10 ans à Molenbeek!

L’ex-international du RWDM ne vend plus de foot aujourd’hui mais du tennis et du ski

Quand il parlait de Maurice Martens, 26 fois international de 1971 à 1980 et Soulier d’or 73, Raymond Goethals disait: « Il joue pour deux, aussi bien attaquant que défenseur ». Ailier à Alost, jusqu’à 18 ans, -celui qu’on surnomma Jérôme en référence au costaud de Bob et Bobette– il joua ailier, médian sous Noulle Deraeymaecker, puis arrière latéral gauche à Anderlecht, avant son transfert, en 71 comme défenseur au Racing-White.

Champion en 75 avec le RWDM, il garde une nette préférence pour le club molenbeekois: « Deux saisons au Racing-White et dix au RWDM, c’est plus du double de ma période anderlechtoise, et puis surtout, j’y ai eu beaucoup de plaisir. Au Sporting nous étions trois pour le même rôle, Cornélis, Volders et moi, et la confiance me manquait. Je me suis pourtant senti vexé à mon passage au Racing-White, Desanghere, Teugels et moi étions échangés contre Jean Dockx. Comme jeune joueur ça fait mal. Le plus heureux était l’entraîneur Félix Week. Sûr de lui, il nous a garanti une intéressante carrière, et m’a affirmé que je serais titulaire pendant des années. Il a tenu parole, nous avons été tous les trois internationaux, champions, et moi Soulier d’or. De plus, je suis devenu pro à Molenbeek ».

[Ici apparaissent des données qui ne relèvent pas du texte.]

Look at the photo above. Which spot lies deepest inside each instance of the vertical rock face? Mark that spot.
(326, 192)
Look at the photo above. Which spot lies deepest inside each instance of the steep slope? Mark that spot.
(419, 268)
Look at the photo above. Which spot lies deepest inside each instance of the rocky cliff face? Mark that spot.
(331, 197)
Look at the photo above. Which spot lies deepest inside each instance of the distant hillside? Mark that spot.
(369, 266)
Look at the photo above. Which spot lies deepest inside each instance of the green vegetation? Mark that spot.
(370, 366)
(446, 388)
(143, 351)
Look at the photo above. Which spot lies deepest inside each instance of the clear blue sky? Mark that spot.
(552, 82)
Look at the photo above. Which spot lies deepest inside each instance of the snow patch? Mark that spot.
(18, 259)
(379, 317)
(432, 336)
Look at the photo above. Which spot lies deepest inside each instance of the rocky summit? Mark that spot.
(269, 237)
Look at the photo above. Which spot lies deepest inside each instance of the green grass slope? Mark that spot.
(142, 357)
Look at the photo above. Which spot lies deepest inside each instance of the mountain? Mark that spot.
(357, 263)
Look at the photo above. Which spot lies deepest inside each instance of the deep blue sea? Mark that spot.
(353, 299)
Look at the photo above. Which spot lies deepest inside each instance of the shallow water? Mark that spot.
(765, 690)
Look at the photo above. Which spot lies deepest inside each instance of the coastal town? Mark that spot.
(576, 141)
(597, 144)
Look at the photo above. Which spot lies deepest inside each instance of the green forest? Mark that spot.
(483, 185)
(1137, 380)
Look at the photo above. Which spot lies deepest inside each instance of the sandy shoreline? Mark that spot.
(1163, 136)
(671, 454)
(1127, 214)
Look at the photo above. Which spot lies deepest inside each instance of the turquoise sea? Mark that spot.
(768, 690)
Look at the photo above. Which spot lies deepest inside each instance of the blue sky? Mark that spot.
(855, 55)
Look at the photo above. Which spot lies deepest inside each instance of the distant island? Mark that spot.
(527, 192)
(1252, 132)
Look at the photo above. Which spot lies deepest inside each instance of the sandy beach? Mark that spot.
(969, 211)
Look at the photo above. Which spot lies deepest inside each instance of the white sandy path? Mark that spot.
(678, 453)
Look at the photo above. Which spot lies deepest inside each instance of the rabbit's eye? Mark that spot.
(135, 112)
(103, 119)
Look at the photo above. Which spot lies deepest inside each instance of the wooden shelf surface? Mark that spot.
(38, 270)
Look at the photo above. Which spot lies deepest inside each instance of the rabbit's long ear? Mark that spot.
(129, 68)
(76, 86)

Maurice se souvient qu’à l’époque il était comparé à Terry Cooper de Leeds United considéré alors comme le plus brillant arrière latéral européen de contre-attaque. « Ce goût de déborder je l’ai toujours eu et ça tournait parce que Wietze Veenstra me couvrait très bien. Plus tard, quelques saisons après le titre, le RWDM était moins fort, et mon goût offensif a parfois été critiqué. Dockx, alors entraîneur, a imposé une défense individuelle, et j’ai eu moins souvent l’occasion de filer vers l’avant ».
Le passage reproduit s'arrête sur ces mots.